ON THE BAYESIAN ZERO-INFLATED SPATIO-TEMPORAL MODELLING OF DENGUE HEMORRHAGIC FEVER

This study focuses on improving the convergence rates of parameter estimates for two Bayesian spatio-temporal models, namely the Bayesian zero-inflated Poisson spatio-temporal (BZIP S-T) distribution and the Bayesian zero-inflated negative binomial spatiotemporal (BZINB S-T) distribution, employed for modeling dengue hemorrhagic fever (DHF) data in the Caraga region, Philippines.

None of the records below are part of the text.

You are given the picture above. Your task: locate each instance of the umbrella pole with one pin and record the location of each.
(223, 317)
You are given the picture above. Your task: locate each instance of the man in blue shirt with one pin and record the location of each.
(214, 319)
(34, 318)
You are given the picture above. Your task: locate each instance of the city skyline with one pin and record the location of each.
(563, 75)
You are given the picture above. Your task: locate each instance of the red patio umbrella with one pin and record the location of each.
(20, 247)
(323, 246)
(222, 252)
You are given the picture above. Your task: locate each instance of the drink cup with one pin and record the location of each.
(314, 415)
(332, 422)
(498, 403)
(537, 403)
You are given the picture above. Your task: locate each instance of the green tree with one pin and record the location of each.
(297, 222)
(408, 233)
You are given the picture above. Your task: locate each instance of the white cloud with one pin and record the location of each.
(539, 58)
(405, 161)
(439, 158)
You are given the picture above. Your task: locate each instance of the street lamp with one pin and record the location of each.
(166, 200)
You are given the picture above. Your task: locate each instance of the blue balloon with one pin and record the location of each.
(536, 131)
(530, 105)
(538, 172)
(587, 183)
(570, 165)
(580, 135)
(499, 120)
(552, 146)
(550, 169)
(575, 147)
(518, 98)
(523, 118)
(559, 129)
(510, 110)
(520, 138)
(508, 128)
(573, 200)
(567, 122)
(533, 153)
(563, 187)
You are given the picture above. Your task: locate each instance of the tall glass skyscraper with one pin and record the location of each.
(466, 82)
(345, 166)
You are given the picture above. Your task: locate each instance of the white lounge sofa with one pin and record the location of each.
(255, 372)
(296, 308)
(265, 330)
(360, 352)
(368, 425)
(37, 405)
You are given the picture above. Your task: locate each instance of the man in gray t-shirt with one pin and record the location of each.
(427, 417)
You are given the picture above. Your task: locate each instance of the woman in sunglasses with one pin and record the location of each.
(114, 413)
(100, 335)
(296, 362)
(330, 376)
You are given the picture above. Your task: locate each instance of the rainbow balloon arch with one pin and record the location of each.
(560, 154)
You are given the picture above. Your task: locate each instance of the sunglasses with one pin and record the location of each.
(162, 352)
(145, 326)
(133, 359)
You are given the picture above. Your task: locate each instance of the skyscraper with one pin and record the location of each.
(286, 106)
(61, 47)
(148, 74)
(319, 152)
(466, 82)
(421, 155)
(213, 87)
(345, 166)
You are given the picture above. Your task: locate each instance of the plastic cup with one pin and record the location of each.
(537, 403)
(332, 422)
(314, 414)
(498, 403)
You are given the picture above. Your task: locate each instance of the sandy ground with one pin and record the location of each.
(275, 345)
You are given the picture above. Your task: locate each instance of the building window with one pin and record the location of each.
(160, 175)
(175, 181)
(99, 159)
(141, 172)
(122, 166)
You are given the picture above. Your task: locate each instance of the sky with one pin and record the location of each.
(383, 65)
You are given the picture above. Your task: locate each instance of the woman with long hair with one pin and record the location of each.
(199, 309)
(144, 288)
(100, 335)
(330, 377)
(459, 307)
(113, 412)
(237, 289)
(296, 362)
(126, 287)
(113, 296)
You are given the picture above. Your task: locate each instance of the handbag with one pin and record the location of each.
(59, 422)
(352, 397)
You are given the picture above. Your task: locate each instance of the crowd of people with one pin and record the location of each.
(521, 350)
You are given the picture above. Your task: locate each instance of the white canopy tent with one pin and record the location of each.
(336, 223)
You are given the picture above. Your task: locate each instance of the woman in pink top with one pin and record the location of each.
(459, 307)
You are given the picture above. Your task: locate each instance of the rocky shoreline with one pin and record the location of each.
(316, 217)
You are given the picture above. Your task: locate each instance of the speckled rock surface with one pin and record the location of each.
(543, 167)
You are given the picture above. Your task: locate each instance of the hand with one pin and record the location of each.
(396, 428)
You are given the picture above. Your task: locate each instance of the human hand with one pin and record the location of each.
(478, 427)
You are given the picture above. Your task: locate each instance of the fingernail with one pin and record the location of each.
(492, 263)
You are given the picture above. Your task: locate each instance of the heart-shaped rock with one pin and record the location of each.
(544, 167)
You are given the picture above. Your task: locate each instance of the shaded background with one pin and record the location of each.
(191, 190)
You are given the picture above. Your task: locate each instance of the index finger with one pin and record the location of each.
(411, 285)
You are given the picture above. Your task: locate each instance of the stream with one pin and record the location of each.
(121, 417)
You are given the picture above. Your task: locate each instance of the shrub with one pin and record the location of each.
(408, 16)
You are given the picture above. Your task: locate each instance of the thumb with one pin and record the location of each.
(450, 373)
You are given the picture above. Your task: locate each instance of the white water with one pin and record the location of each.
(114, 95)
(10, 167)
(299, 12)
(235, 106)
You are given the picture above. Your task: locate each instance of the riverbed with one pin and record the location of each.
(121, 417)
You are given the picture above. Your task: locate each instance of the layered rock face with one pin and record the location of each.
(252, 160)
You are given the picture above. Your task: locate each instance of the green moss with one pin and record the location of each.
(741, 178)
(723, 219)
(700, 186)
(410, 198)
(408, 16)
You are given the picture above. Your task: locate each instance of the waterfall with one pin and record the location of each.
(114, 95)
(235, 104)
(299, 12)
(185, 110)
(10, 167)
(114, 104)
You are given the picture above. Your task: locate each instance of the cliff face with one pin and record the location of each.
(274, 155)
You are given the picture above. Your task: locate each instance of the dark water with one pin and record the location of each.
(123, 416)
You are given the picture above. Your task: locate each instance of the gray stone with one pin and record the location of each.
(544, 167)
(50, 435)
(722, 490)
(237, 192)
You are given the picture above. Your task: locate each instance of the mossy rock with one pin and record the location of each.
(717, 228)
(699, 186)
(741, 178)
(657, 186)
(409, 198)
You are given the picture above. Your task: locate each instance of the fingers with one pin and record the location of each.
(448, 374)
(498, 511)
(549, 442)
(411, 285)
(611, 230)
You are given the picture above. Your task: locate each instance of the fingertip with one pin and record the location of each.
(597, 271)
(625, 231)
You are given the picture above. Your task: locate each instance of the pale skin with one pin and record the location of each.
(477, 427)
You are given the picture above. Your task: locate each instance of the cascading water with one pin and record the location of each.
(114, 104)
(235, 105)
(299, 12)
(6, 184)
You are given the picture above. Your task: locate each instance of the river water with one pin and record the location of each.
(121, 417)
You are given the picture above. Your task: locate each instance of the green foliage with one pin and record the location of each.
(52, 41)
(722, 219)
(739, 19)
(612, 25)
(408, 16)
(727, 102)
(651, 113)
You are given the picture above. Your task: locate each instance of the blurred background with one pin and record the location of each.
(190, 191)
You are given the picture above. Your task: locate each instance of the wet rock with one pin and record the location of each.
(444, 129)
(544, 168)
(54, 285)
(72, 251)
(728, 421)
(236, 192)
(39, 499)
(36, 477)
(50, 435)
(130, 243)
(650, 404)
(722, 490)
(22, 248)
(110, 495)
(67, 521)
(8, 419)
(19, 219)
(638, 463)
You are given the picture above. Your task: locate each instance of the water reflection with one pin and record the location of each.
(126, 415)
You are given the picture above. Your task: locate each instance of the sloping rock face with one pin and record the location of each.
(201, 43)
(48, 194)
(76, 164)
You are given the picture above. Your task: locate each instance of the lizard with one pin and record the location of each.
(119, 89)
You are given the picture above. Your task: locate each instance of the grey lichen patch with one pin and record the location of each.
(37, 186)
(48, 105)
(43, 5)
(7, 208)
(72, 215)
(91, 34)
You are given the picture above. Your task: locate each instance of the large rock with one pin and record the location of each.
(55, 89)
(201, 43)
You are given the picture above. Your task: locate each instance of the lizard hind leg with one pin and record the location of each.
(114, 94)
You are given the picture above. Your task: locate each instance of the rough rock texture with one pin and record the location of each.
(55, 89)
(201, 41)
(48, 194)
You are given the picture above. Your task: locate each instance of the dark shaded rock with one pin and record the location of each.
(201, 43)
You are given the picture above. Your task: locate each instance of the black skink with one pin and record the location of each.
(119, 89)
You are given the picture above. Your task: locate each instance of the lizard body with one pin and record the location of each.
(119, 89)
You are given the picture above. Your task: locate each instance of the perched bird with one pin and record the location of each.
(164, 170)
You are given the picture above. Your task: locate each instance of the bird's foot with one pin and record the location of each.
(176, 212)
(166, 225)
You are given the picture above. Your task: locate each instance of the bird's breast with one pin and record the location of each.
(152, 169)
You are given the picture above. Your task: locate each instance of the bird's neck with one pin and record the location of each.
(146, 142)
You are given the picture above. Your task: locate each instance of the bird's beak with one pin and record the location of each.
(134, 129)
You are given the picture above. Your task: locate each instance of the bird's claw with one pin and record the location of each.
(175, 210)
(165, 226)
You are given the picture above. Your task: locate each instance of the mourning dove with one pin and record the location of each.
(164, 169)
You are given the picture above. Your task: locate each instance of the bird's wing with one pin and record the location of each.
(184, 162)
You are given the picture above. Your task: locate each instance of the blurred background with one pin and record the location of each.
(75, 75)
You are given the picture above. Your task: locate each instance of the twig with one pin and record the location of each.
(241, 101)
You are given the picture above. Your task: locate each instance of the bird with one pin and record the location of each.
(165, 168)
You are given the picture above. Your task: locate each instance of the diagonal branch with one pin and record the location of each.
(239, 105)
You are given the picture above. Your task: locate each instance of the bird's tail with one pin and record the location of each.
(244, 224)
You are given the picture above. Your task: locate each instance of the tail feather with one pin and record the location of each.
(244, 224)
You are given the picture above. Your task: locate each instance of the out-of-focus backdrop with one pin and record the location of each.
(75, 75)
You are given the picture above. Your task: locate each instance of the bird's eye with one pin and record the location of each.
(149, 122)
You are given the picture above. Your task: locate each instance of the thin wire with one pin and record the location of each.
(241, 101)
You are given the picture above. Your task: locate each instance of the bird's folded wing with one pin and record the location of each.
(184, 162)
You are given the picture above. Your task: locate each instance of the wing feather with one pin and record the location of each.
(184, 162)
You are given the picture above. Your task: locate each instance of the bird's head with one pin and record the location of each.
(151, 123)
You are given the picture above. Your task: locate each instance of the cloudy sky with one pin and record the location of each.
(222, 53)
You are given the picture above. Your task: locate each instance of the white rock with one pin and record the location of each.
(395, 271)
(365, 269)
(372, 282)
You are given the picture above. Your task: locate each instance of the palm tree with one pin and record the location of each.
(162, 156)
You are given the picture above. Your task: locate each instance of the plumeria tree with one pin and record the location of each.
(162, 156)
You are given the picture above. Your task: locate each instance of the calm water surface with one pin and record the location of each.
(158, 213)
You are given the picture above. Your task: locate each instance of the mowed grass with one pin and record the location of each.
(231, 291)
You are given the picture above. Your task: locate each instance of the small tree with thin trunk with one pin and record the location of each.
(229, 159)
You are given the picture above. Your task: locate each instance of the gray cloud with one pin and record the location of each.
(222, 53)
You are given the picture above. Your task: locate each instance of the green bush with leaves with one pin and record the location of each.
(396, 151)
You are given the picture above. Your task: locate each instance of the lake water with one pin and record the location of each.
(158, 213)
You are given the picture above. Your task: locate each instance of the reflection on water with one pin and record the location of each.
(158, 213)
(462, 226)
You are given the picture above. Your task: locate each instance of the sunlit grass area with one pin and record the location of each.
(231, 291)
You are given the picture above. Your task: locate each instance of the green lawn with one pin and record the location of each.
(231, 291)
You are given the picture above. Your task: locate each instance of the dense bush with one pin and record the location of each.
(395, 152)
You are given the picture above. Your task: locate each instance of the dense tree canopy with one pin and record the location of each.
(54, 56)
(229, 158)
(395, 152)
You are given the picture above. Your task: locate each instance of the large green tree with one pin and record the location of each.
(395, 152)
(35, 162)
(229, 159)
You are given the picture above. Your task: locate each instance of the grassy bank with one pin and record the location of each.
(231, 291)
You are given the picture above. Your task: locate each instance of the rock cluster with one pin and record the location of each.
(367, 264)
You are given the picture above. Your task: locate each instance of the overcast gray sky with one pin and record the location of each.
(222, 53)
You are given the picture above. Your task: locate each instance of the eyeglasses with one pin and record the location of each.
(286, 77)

The predictive performance of these models, incorporating meteorological factors such as rainfall and population density, is enhanced through the implementation of an overrelaxation algorithm designed to expedite convergence. Markov chain Monte Carlo (MCMC) techniques, specifically utilizing the full conditional distribution, are utilized for parameter estimation. Our findings reveal that the application of the overrelaxation algorithm yields significant improvements in the convergence rates of parameter estimates, with acceleration percentages of up to 67% and 40% observed for the BZIP S-T and BZINB S-T models, respectively. Notably, both the models identify rainfall and population density as statistically significant predictors for DHF case predictions in the Caraga region, Philippines. While the BZINB S-T model exhibits the smallest deviance, both the models prove to be valuable tools for predicting DHF cases in the region, contributing to the advancement of epidemiological research and public health planning.